If you made it this far, I’m proud of you. You now have more than enough information to make a personal and holistically informed decision. And if someone tries to sell you on MB without mentioning even half of all these risks and unknowns, you’ll know you’re not getting the full truth.

You deserve informed consent. You deserve clean energy. You deserve clarity that doesn’t come from toxic suppression.

This dye belongs back in the lab. Not in your brain. Don’t be a pharma customer. Don’t be a meth head.

User-Reported Adverse Experiences with Methylene Blue

This is an extra “bonus” section for you:

1. Negative Mental and Emotional Effects

A. Dream Disturbance and Altered States of Consciousness “Methylene Blue is giving me hyper-realistic dreams and it is scaring me. Last night I had a dream that was so vivid and so realistic that I could not differentiate it from reality.

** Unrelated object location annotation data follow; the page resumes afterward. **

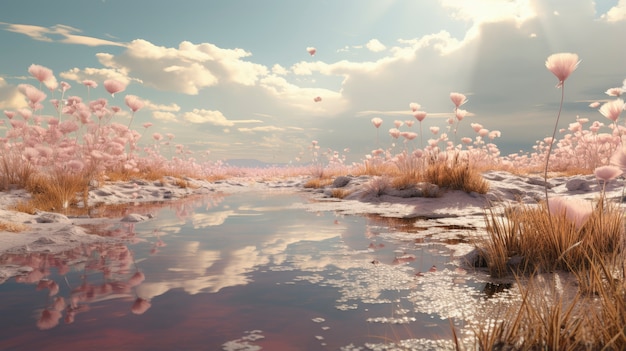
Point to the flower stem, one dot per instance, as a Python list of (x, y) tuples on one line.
[(556, 125)]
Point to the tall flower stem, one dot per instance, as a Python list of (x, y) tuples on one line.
[(556, 125)]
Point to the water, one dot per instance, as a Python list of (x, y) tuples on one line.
[(244, 271)]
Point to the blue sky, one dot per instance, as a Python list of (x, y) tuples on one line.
[(235, 78)]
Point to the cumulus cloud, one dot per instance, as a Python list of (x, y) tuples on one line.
[(187, 68), (261, 129), (213, 117), (616, 13), (164, 116), (375, 45), (10, 98)]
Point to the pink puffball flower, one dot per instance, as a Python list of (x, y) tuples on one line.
[(133, 102), (33, 94), (458, 99), (409, 135), (562, 65), (49, 319), (65, 86), (460, 114), (40, 73), (612, 109), (394, 132), (377, 122), (575, 210), (419, 115), (140, 306), (114, 86), (90, 83), (9, 114), (606, 173), (614, 92)]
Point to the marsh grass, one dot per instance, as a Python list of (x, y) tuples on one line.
[(455, 176), (524, 239), (12, 227), (57, 191)]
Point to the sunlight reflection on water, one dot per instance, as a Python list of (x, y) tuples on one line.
[(242, 272)]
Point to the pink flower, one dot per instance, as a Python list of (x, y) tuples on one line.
[(612, 109), (114, 86), (140, 306), (65, 86), (133, 102), (458, 99), (33, 94), (575, 210), (49, 319), (394, 132), (562, 65), (460, 114), (90, 83), (607, 173), (40, 73), (419, 115), (409, 135), (377, 122), (594, 104), (614, 92)]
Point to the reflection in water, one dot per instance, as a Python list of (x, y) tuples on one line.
[(242, 272)]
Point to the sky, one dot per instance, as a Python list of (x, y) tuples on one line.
[(235, 79)]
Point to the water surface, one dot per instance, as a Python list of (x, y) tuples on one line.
[(245, 271)]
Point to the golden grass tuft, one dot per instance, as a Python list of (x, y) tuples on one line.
[(457, 176), (54, 192), (317, 183), (12, 227), (340, 193)]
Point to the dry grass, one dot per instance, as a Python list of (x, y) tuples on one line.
[(317, 183), (526, 239), (555, 315), (340, 193), (55, 192), (457, 176), (12, 227)]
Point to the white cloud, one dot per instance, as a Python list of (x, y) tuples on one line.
[(66, 32), (164, 116), (207, 116), (261, 129), (616, 13), (375, 45), (10, 98)]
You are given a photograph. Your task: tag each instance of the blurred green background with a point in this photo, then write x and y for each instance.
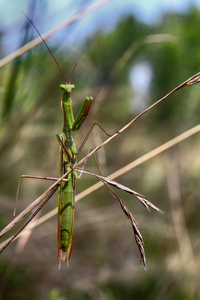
(126, 62)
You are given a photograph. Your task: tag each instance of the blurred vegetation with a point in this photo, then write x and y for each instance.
(105, 261)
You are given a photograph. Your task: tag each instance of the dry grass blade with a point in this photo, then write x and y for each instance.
(46, 195)
(38, 40)
(46, 199)
(137, 234)
(124, 188)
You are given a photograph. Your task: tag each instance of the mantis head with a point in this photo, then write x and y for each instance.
(68, 88)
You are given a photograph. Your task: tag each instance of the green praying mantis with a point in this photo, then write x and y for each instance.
(68, 172)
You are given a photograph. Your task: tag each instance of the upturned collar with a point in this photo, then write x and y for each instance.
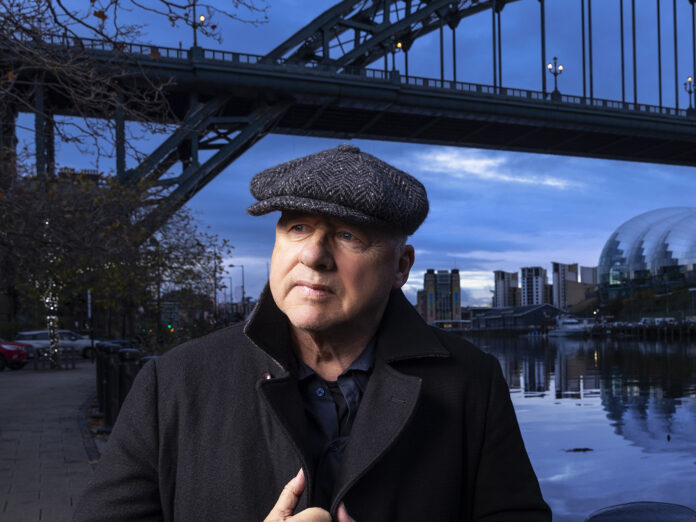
(402, 334)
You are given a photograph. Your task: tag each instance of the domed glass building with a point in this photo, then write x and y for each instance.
(656, 249)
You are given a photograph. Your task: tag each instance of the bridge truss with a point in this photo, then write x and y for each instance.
(319, 83)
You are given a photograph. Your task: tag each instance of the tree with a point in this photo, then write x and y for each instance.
(83, 233)
(71, 233)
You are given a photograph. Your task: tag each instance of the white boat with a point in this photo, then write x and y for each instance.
(568, 326)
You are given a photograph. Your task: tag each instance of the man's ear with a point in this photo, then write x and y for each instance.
(406, 258)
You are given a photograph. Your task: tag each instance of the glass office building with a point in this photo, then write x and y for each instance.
(656, 249)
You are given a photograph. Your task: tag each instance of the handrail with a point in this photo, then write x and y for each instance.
(418, 82)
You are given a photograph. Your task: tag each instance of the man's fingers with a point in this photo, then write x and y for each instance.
(342, 515)
(288, 498)
(311, 515)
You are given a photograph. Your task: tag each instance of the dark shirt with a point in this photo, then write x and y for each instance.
(331, 408)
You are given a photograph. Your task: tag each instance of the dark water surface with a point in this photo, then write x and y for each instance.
(604, 421)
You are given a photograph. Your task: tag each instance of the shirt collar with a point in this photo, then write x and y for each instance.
(402, 335)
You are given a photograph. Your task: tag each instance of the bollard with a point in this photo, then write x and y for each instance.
(128, 368)
(110, 385)
(146, 359)
(103, 349)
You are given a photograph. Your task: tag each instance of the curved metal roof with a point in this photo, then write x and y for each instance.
(649, 242)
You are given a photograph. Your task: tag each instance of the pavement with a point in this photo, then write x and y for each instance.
(44, 442)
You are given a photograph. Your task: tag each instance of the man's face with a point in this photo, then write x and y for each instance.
(328, 274)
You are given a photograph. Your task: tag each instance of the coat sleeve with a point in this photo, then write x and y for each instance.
(506, 488)
(125, 484)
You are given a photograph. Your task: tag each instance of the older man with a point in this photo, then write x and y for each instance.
(335, 399)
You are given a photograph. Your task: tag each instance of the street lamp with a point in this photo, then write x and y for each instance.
(243, 293)
(689, 88)
(196, 23)
(555, 68)
(395, 49)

My consciousness had its own memories of doing things I’ve never done before in real life. Many of the people were actually people from my life but their stories and relationships to me felt strange. People from my deep childhood started appearing and as someone who has kind of run away from all that and almost forgot about them all, it was jarring.

I found myself almost shaking in fear as I woke out of it because for all I knew, that was my life.

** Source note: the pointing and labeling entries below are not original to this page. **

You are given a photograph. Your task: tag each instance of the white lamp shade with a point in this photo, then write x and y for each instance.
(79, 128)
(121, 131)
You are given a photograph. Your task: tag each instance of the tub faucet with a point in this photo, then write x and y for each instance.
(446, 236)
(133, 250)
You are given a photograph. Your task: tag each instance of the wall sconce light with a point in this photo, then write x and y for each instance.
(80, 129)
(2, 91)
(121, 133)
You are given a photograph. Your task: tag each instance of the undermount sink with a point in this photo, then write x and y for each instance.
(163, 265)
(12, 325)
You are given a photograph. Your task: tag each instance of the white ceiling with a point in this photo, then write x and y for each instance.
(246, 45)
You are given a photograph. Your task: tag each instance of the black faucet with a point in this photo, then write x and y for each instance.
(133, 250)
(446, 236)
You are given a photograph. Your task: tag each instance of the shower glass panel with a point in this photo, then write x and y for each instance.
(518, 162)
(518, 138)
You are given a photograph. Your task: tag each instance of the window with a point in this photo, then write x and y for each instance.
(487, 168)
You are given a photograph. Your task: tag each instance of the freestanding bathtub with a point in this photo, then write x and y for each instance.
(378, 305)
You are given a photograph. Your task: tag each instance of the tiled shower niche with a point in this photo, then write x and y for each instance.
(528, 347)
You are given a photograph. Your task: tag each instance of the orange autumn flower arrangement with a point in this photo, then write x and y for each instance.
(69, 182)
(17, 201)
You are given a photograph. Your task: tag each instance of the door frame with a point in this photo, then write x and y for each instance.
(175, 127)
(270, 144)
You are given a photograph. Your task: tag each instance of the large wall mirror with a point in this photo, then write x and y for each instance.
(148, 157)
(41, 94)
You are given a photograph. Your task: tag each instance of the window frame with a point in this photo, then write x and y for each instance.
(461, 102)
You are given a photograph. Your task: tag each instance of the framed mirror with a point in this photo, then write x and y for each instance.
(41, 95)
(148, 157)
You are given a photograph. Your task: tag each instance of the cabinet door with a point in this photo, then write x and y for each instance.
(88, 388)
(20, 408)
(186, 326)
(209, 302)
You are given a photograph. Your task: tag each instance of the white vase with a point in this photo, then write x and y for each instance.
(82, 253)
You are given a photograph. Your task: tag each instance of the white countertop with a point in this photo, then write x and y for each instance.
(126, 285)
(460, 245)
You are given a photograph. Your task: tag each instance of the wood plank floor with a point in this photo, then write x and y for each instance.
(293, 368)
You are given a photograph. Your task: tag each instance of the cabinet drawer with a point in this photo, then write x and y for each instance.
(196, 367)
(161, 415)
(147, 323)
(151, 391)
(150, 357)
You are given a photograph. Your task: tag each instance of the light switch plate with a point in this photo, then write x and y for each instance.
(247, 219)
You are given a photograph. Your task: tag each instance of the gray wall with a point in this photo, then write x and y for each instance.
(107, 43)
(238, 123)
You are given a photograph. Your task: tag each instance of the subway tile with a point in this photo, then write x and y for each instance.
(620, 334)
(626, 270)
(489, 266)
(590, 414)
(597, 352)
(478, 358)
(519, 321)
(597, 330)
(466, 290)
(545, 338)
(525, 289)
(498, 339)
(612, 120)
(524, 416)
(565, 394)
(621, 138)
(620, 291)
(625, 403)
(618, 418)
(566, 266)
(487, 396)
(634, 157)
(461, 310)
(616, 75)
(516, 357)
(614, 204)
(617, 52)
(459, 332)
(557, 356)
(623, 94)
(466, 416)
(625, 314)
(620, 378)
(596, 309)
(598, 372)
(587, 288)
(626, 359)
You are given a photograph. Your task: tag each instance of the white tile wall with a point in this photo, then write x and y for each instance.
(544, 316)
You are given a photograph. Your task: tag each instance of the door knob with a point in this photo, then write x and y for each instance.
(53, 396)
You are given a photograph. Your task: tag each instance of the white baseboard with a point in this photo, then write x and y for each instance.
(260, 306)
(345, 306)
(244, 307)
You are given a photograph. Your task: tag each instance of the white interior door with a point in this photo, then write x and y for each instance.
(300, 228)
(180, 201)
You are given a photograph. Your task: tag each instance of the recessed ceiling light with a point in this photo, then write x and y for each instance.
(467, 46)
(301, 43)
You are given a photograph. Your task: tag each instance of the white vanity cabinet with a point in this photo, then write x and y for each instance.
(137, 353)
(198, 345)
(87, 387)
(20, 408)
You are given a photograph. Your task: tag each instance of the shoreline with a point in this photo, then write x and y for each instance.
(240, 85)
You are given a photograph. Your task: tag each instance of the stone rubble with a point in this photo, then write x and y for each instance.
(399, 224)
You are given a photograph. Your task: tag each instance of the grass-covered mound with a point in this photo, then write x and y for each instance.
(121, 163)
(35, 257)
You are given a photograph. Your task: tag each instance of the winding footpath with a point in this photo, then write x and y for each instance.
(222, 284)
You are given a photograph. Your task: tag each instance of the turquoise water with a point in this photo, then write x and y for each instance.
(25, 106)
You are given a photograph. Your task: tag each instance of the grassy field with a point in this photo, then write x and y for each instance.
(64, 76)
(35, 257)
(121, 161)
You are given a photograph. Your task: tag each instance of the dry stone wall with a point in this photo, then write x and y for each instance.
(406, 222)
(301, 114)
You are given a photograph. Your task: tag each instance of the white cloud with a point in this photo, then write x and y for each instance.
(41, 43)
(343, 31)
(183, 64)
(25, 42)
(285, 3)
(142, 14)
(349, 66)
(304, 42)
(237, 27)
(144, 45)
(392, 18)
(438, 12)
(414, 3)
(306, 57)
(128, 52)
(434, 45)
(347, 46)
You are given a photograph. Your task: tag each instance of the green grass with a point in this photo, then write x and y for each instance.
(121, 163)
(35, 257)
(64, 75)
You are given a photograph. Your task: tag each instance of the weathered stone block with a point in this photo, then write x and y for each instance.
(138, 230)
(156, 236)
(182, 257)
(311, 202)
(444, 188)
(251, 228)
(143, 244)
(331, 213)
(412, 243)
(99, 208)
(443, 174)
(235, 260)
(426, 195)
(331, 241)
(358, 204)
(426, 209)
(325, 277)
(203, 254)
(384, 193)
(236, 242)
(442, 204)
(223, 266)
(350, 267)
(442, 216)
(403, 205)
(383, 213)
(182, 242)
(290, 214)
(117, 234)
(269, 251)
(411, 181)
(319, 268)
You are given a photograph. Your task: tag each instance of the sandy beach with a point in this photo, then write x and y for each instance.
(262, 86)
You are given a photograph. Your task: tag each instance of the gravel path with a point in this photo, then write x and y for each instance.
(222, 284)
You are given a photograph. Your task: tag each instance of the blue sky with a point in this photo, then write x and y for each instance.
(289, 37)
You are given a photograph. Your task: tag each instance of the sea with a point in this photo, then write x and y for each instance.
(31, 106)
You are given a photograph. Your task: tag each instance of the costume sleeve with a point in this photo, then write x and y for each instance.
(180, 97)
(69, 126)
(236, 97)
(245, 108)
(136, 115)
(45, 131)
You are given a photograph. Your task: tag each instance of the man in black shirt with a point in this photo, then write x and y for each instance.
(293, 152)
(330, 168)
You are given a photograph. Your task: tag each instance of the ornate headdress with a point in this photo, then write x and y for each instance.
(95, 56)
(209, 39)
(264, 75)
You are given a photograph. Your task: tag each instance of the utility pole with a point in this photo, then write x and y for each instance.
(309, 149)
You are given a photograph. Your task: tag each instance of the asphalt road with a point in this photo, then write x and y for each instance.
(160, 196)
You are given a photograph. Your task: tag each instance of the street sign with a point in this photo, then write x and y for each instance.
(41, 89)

I’ve heard stories of people experiencing alternate realities under substances like salvia and living entire lifetimes in that alternative reality but I had no idea Methylene Blue had a similar effect.

My dream last night was the longest vivid dream I had yet because it almost felt like an entire day. I’m getting scared it may only get worse.

Anyone else have any experiences like this?”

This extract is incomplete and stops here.